Daniil Medwedew:Plötzlich New Yorker

2019 US Open - Day 14

„Die Atmosphäre heute Abend war die beste meines Lebens“: Daniil Medwedew nach dem verlorenen US-Open-Finale gegen Rafael Nadal.

(Foto: Clive Brunskill/AFP)

Der Russe erlebt erstaunliche Wochen bei den US Open. Die Zuschauer, die ihn am Anfang ausbuhten, bemerken irgendwann: Das ist einer von uns.

Von Jürgen Schmieder, New York

Daniil Medwedew hat gegen Rafael Nadal verloren, und er hat doch gewonnen. Als er nach dieser epischen Partie vorgestellt wurde, da erhoben sich die Leute im Stadion und applaudierten einem Tennisspieler, den sie eine Woche davor noch geschmäht hatten. Er hatte sich angelegt mit den New Yorkern, er hatte ihnen den Stinkefinger gezeigt und sie aufgefordert, dass sie beim Einschlafen doch bitte schön an ihn denken mögen. Die Antipathie, welche die Bewohner dieser wundersamen Stadt all jenen entgegenbringen, die es sich mit New York verscherzt haben, sie ist absolut.

Nun hatte er sich nicht nur den Respekt des Publikums erspielt mit einem beherzten Auftritt und durch die Verweigerung der Aufgabe in aussichtsloser Lage. Dabei ist der Russe kein Virtuose wie der Schweizer Maestro Roger Federer und kein Matador-Muskelberg wie Finalgegner Nadal. Er ist groß und dürr, er wirkt bisweilen eher wie ein Mathematikstudent als ein Tennisprofi, und er könnte genau das sein, würde er nicht so gut Tennis spielen. Leute, die ihn sehr gut kennen, beschreiben ihn als hochintelligent, er trainiert seine außerordentliche Hand-Augen-Koordination mit Videospielen und gilt als formidabler Schachspieler. "Er ist ein Genie", sagt sein Trainer Gilles Cervara: "Mit Genies ist es nun mal so: Normale Leute kapieren nicht immer, was in deren Köpfen vorgeht. Sie sind nun mal anders."

Das zeigt sich an Medwedews Art, diesen Sport zu interpretieren: Er spielt Tennis, wie Bobby Fischer Schach gespielt hat; ohne Furcht vor einer Niederlage, trotz unkonventioneller Manöver technisch filigran und taktisch herausragend. Die geschaufelte Rückhand ohne Drall wirkt oft defensiv, ist aber derart präzise, dass sie selbst Nadal verzweifeln ließ. Die Vorhand schwingt er, so wie John Wayne in Westernfilmen den Revolver aus dem Holster gezogen hat. Er streut Slice-Passierschläge ein, unerwartete Stopps, Cross-Schläge in grotesken Winkeln - so wie Fischer seinen Gegnern oft Figuren zum Schlagen angeboten hat, um seine Stellung auf dem Spielfeld zu verbessern.

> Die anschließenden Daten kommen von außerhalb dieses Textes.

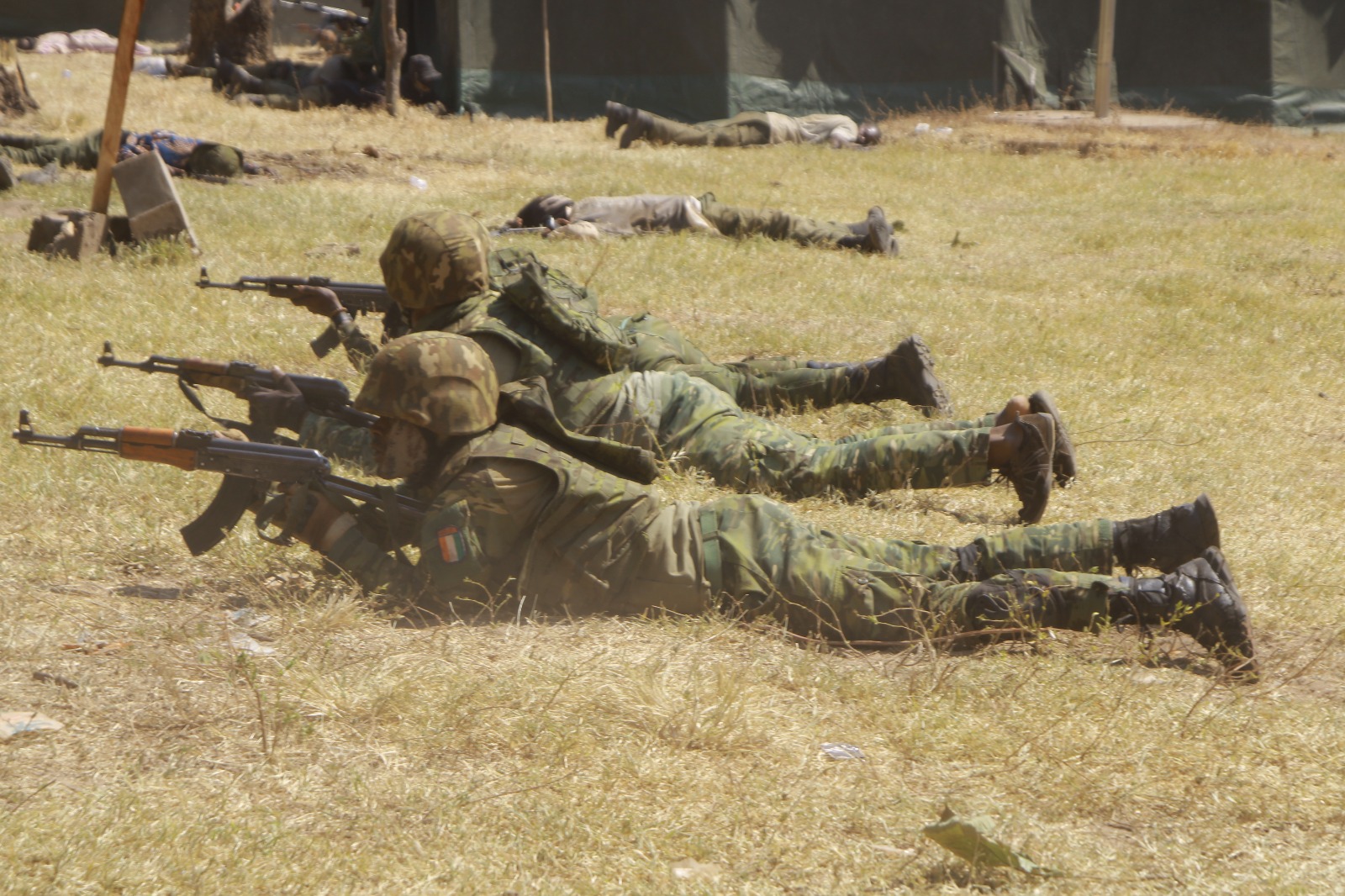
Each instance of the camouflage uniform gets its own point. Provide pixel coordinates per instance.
(751, 129)
(629, 215)
(515, 517)
(652, 343)
(181, 154)
(686, 421)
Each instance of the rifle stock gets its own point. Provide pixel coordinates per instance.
(323, 396)
(249, 470)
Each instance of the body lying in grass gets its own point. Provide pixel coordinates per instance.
(625, 381)
(645, 214)
(518, 513)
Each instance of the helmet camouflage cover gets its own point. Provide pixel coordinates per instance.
(436, 259)
(439, 381)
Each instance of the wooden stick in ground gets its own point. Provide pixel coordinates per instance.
(1102, 78)
(546, 60)
(116, 104)
(394, 50)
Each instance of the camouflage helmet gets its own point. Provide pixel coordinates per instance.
(436, 259)
(215, 159)
(439, 381)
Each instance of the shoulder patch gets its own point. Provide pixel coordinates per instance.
(452, 546)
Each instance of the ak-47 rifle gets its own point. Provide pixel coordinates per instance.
(504, 230)
(356, 298)
(249, 467)
(323, 396)
(335, 13)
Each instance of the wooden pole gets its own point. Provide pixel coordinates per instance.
(394, 50)
(116, 104)
(1102, 78)
(546, 60)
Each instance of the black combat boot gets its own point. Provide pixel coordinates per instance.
(636, 127)
(1042, 403)
(878, 239)
(616, 116)
(905, 373)
(1197, 599)
(1168, 540)
(1029, 472)
(233, 74)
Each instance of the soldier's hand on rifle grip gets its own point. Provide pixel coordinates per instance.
(282, 407)
(326, 521)
(320, 300)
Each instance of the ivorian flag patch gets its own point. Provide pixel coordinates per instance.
(452, 546)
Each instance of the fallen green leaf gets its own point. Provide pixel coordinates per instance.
(968, 838)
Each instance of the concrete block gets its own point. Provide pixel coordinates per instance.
(151, 198)
(69, 233)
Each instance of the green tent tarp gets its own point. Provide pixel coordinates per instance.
(1246, 60)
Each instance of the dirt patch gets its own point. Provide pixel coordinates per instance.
(1080, 147)
(19, 208)
(309, 163)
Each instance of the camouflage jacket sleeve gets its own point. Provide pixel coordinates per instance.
(340, 441)
(450, 564)
(358, 346)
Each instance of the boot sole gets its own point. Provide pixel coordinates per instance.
(916, 361)
(1064, 465)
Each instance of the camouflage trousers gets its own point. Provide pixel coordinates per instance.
(764, 561)
(743, 129)
(693, 424)
(38, 151)
(775, 383)
(736, 221)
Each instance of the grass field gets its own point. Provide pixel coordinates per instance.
(1179, 293)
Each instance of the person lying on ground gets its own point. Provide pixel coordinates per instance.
(183, 155)
(436, 268)
(642, 214)
(82, 40)
(743, 129)
(526, 517)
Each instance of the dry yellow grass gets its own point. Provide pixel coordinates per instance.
(1177, 291)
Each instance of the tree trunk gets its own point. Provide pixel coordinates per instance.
(15, 98)
(394, 50)
(237, 30)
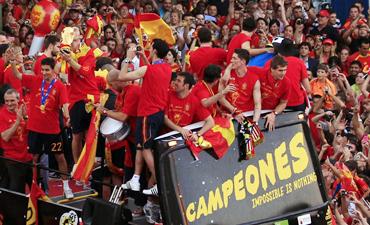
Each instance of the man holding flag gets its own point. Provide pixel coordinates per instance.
(81, 66)
(156, 80)
(183, 108)
(45, 108)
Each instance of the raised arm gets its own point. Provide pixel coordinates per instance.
(257, 101)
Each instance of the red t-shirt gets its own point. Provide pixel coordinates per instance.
(236, 42)
(201, 91)
(37, 66)
(46, 122)
(127, 102)
(365, 60)
(314, 132)
(11, 79)
(154, 91)
(242, 98)
(296, 72)
(2, 68)
(272, 91)
(83, 81)
(255, 40)
(204, 56)
(16, 147)
(184, 111)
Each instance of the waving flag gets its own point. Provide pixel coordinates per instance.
(220, 138)
(35, 193)
(153, 26)
(94, 29)
(82, 170)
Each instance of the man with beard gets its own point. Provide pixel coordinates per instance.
(52, 44)
(4, 44)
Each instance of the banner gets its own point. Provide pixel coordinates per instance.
(282, 178)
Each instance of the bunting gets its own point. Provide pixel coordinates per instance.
(153, 26)
(219, 138)
(35, 194)
(94, 29)
(82, 170)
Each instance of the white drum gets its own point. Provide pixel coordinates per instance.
(114, 130)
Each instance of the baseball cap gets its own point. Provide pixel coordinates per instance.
(328, 41)
(324, 13)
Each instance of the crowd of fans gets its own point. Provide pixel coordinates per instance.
(301, 57)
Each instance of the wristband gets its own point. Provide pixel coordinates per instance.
(127, 61)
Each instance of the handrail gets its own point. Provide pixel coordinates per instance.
(39, 166)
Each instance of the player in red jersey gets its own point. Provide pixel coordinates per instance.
(154, 94)
(82, 81)
(184, 108)
(51, 44)
(205, 54)
(207, 91)
(14, 141)
(247, 96)
(48, 96)
(243, 40)
(275, 89)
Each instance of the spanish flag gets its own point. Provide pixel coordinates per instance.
(82, 170)
(35, 194)
(153, 26)
(94, 29)
(219, 138)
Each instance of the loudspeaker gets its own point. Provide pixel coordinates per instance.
(97, 212)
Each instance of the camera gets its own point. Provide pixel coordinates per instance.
(65, 51)
(299, 22)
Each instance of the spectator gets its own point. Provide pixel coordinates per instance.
(311, 63)
(14, 141)
(247, 96)
(198, 58)
(183, 108)
(323, 86)
(324, 28)
(243, 40)
(45, 108)
(275, 89)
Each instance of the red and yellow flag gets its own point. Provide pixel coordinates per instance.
(35, 193)
(82, 170)
(152, 25)
(220, 138)
(94, 29)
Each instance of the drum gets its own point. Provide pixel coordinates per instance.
(114, 130)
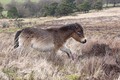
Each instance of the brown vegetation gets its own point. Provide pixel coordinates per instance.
(99, 58)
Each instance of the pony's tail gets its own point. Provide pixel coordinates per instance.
(16, 42)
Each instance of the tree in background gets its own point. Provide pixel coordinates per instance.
(84, 7)
(65, 7)
(13, 13)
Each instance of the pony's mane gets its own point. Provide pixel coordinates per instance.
(68, 27)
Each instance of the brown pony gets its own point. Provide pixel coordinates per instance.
(51, 39)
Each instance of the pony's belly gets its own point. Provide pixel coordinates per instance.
(43, 47)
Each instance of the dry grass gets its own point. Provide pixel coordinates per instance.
(98, 59)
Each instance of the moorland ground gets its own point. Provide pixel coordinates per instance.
(98, 59)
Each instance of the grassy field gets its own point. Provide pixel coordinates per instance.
(8, 1)
(99, 58)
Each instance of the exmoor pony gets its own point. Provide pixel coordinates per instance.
(51, 39)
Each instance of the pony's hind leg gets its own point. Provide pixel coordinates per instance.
(67, 51)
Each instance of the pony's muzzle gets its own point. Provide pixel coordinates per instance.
(84, 40)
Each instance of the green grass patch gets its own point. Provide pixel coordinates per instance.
(9, 30)
(8, 1)
(11, 73)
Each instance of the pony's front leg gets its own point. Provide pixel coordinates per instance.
(67, 51)
(52, 55)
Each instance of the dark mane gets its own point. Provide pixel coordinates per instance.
(68, 27)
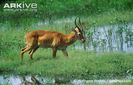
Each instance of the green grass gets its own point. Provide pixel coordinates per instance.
(80, 64)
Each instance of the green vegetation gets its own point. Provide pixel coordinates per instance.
(80, 64)
(59, 16)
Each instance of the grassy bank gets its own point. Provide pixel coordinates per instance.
(80, 64)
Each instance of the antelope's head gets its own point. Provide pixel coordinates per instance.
(79, 32)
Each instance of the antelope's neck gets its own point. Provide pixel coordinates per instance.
(70, 38)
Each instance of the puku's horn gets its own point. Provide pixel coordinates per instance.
(76, 23)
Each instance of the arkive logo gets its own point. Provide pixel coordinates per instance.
(20, 6)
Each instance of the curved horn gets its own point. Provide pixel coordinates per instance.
(80, 24)
(75, 22)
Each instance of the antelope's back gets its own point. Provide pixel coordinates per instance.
(45, 38)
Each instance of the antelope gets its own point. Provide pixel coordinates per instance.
(51, 39)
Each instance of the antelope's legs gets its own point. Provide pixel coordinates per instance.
(32, 51)
(26, 49)
(65, 52)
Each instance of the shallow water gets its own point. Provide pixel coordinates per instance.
(22, 80)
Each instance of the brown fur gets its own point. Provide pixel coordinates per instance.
(47, 39)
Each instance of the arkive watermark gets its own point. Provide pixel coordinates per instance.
(22, 6)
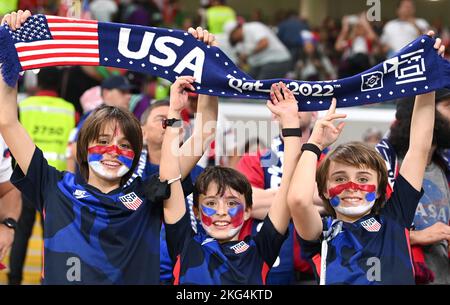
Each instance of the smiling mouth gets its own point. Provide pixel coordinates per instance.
(111, 164)
(351, 200)
(221, 224)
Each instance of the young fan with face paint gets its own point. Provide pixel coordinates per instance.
(367, 239)
(96, 230)
(223, 201)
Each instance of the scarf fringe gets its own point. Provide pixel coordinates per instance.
(9, 61)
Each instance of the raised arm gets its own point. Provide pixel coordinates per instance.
(205, 121)
(174, 207)
(421, 134)
(305, 215)
(284, 105)
(15, 136)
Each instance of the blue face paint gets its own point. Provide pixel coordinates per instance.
(335, 201)
(233, 211)
(371, 197)
(208, 211)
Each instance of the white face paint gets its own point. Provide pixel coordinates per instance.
(99, 169)
(354, 211)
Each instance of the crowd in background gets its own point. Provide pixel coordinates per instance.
(286, 46)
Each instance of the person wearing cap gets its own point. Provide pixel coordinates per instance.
(430, 231)
(259, 47)
(49, 119)
(115, 91)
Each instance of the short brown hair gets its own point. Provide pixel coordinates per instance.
(356, 154)
(224, 177)
(92, 128)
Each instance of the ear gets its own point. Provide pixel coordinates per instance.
(247, 213)
(196, 212)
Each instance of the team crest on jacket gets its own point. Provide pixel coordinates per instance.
(240, 247)
(131, 201)
(371, 225)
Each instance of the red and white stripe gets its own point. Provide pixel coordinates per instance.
(240, 247)
(75, 42)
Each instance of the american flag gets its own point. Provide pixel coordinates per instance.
(45, 40)
(371, 225)
(240, 247)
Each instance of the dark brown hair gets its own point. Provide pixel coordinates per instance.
(94, 125)
(224, 177)
(359, 155)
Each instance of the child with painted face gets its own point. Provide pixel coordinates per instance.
(96, 230)
(366, 241)
(222, 202)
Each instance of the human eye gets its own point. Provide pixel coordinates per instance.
(125, 146)
(210, 204)
(232, 204)
(363, 179)
(339, 179)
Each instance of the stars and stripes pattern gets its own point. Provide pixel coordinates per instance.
(371, 225)
(240, 247)
(45, 40)
(131, 201)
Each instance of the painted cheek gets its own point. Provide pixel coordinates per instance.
(237, 215)
(370, 197)
(207, 214)
(335, 201)
(125, 161)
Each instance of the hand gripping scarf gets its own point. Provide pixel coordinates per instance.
(56, 41)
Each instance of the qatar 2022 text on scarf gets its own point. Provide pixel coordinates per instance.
(57, 41)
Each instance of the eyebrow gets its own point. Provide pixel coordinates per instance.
(215, 197)
(344, 173)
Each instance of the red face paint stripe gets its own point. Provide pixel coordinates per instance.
(98, 149)
(352, 186)
(206, 220)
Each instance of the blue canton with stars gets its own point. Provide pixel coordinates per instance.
(416, 69)
(34, 29)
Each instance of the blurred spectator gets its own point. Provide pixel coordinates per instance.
(173, 14)
(328, 33)
(372, 136)
(264, 171)
(430, 233)
(103, 10)
(399, 32)
(91, 99)
(257, 46)
(289, 32)
(48, 120)
(218, 14)
(10, 204)
(313, 64)
(141, 12)
(355, 41)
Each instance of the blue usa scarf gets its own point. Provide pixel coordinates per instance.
(54, 41)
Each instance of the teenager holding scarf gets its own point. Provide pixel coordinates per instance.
(222, 202)
(367, 240)
(95, 230)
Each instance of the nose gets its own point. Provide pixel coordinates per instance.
(221, 210)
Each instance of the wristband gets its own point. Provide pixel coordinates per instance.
(170, 181)
(291, 132)
(312, 147)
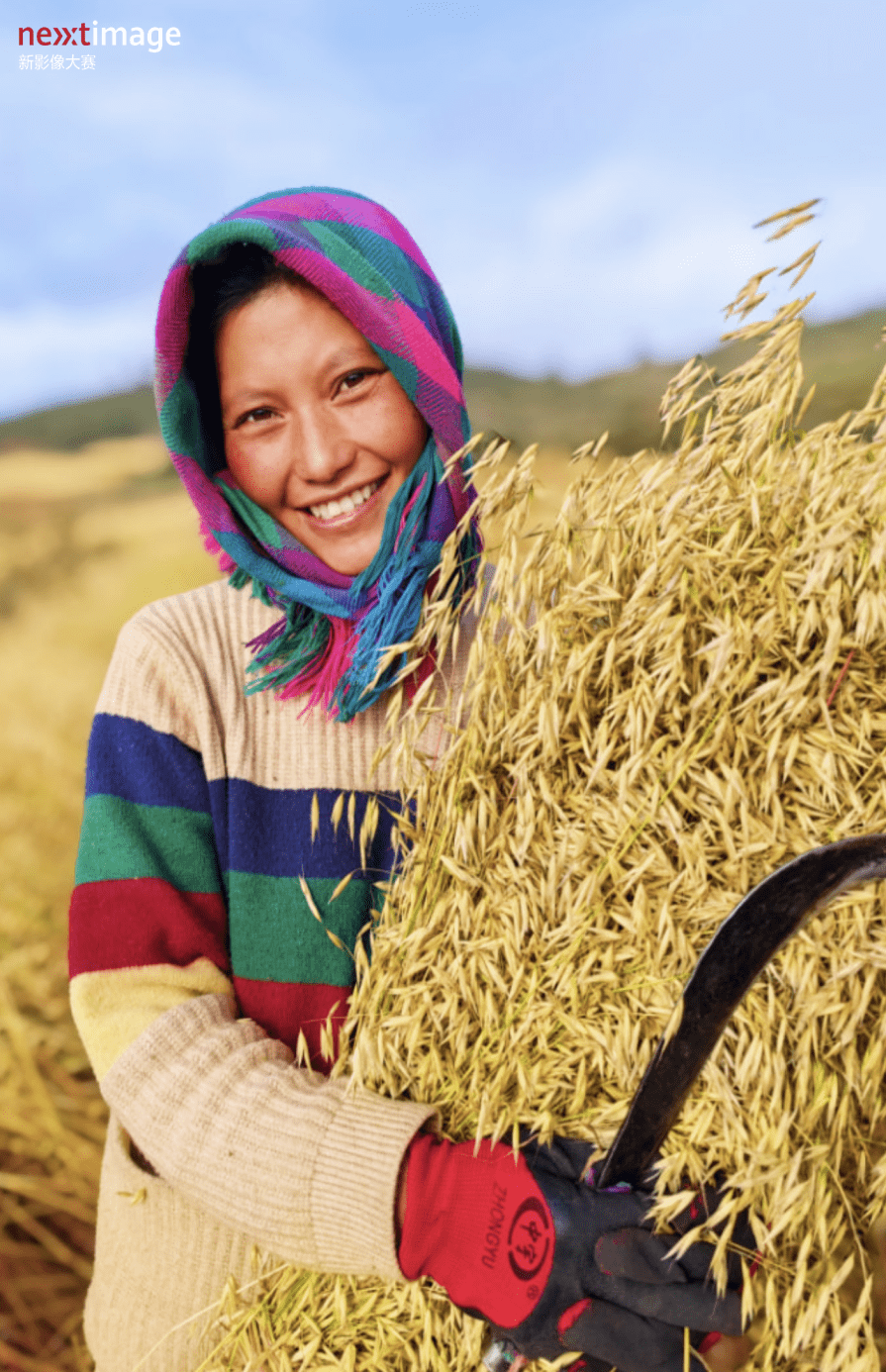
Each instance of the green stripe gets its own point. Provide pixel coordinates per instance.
(392, 265)
(121, 839)
(212, 242)
(276, 937)
(348, 258)
(255, 519)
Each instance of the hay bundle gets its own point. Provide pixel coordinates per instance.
(679, 688)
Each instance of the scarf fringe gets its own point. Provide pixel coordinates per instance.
(334, 660)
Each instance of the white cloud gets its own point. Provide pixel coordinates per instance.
(49, 354)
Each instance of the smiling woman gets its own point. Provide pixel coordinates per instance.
(309, 388)
(316, 429)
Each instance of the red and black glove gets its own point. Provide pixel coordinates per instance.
(550, 1262)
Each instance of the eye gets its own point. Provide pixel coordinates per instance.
(255, 416)
(351, 380)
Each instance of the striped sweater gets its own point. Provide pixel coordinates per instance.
(205, 940)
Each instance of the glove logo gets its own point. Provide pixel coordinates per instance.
(529, 1239)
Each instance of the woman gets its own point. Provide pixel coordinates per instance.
(309, 388)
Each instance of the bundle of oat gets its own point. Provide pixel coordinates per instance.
(675, 690)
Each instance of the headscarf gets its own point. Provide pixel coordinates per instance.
(334, 628)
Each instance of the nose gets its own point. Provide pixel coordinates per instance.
(321, 451)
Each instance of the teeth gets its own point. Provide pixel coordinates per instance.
(345, 504)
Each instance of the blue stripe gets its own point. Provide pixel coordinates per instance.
(269, 832)
(138, 763)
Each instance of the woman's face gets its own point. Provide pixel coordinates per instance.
(317, 430)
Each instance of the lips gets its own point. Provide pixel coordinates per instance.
(345, 504)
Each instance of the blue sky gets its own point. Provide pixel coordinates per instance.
(582, 176)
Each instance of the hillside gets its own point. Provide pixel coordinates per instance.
(842, 357)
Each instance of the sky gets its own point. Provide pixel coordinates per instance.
(582, 176)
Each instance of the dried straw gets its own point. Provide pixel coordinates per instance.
(676, 689)
(50, 1132)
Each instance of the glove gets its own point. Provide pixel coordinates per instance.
(550, 1262)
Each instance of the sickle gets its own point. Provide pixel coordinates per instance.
(742, 945)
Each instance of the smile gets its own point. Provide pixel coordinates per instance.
(349, 502)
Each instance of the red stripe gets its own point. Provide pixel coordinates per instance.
(143, 923)
(283, 1009)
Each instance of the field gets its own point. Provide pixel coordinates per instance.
(84, 542)
(86, 537)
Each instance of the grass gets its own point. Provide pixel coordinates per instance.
(840, 357)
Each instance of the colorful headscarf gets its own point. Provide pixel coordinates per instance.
(335, 628)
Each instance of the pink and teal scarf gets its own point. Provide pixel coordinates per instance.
(334, 628)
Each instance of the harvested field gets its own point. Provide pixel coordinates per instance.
(675, 690)
(687, 692)
(84, 542)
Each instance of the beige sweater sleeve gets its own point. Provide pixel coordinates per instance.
(305, 1166)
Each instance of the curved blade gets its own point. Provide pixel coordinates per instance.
(737, 953)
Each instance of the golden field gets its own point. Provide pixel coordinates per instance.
(85, 540)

Wie viele Genies trägt Medwedew sein Herz auf der Zunge, er hat einem Schiedsrichter schon mal Münzen vor den Stuhl geworfen, um ihm Bestechlichkeit vorzuwerfen. "Ich will immer ich selbst sein", sagt er zum Beispiel über diese Partie mit dem Stinkefinger: "Ich sage manchmal schlimme Sachen, die ich nachher bereue, aber ich bin in diesem Moment ich selbst. Ich ändere mich jeden Tag, ich will ein besserer Mensch sein und mich entwickeln - ich will aber immer ich bleiben."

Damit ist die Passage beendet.